Film üç zaman diliminde geçiyor. İlki en can alıcı kısım olan 1970’lerin başı, diğerleri 1996 ve 2014 yılları. Senaryo oğul Paiva’nın (yıllar sonra onun da geçirdiği bir trafik kazası sonucu yürüyemediğiyle yüzleşiyoruz) yazdıklarıyla birlikte fotoğraf ve video arşivinden oluşmuş. Film sonunda güzel bir sürprizi ve de hüznü barındırıyor. Fernanda Torres’in, "Central Station"daki rolüyle Oscar’a aday gösterilen annesi Fernando Montenegro, filmin sonunda Eunice’in yaşlılık halini canlandırıyor ve gözlerdeki kayıp anlam çarpıcı bir şekilde geçiş yapmış oluyor!
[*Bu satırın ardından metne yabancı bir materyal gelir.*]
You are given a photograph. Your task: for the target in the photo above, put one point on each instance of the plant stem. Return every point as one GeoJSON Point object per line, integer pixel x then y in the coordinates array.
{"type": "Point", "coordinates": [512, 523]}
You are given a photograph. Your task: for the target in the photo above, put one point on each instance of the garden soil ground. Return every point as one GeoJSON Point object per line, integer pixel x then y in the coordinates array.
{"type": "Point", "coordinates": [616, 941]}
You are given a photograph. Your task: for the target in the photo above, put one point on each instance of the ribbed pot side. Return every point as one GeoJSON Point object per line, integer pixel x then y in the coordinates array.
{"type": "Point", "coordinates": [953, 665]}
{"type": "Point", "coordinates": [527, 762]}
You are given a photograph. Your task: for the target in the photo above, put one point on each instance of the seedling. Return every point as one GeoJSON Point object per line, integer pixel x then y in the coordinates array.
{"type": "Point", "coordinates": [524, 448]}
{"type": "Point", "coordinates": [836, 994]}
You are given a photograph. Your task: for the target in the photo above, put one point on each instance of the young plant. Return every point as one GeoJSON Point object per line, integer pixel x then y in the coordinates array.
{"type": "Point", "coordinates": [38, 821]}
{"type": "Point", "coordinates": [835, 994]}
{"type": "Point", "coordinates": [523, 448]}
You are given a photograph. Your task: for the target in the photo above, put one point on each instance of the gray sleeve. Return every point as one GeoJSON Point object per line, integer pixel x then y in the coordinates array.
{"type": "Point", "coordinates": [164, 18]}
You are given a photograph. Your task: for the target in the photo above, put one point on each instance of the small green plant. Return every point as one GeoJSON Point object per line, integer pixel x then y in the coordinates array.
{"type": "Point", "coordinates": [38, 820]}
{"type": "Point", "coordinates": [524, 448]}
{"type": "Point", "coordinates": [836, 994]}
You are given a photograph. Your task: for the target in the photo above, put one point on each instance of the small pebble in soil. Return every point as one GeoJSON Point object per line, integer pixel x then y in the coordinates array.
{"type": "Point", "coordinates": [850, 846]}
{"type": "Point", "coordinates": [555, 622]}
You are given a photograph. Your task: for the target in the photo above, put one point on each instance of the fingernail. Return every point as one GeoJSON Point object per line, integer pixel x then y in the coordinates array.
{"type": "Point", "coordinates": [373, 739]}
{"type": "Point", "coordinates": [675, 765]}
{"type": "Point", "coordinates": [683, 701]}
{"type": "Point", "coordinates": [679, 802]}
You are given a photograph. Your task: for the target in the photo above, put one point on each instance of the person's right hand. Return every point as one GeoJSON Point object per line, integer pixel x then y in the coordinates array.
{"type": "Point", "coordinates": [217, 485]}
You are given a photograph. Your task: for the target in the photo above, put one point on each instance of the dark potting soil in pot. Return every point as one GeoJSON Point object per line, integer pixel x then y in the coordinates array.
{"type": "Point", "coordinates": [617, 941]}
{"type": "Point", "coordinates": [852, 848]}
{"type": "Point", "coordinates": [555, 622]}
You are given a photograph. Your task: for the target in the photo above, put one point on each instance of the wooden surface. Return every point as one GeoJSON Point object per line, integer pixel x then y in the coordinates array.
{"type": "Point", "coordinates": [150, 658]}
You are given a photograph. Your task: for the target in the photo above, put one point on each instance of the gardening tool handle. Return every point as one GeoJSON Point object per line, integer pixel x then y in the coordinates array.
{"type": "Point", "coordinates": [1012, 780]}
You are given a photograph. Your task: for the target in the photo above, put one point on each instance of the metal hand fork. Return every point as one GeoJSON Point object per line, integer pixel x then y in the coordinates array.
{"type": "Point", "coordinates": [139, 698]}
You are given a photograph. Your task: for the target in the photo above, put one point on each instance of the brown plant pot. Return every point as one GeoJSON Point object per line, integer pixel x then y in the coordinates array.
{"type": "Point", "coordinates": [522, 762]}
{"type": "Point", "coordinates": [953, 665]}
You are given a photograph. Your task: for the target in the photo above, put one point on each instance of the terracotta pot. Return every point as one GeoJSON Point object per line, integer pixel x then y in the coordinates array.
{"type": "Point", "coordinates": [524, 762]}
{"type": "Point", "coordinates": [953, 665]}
Film görüntülerinden, duygusuna, müziğinden dokunaklı sahnelerine kadar trajedinin içinde umut yaratmaya odaklı naif bir algıyla başlayıp son buluyor, kayıp bir hayata ve ona saygıyla yaklaşan bir aileye tüm kayıpların nezdinde üzüntüsünü sunuyor. Jenerikte akan gerçek Paiva ailesinin görüntüleri asla yılmayan, asla vazgeçmeyen bir ailenin görüntüleri. Onlar gibi yüzlercesi var. Hayat bazen kaybedilen bir yakınının ölüm belgesinin peşine düşecek kadar zorlayıcı ve acımasız oluyor. Eunice kocasının dikta rejimi tarafından öldürüldüğüne ilişkin yazılı belgeyi eline alınca mutlu oluyor. Belirsizlik bitiyor, içinde yıllardır devam eden dalgalanma duruyor, hüzünlü bir rahatlama duygusu yerini alıyor. Ne yazık ki! Film bize bunu omzumuzu tutan bir el samimiyetiyle hissettirdiği için biz de o duyguyu hissediyoruz. Salles’e gözaltında kaybedilen bir insanın hayatını sinemaya aktardığı için şükran duyuyoruz!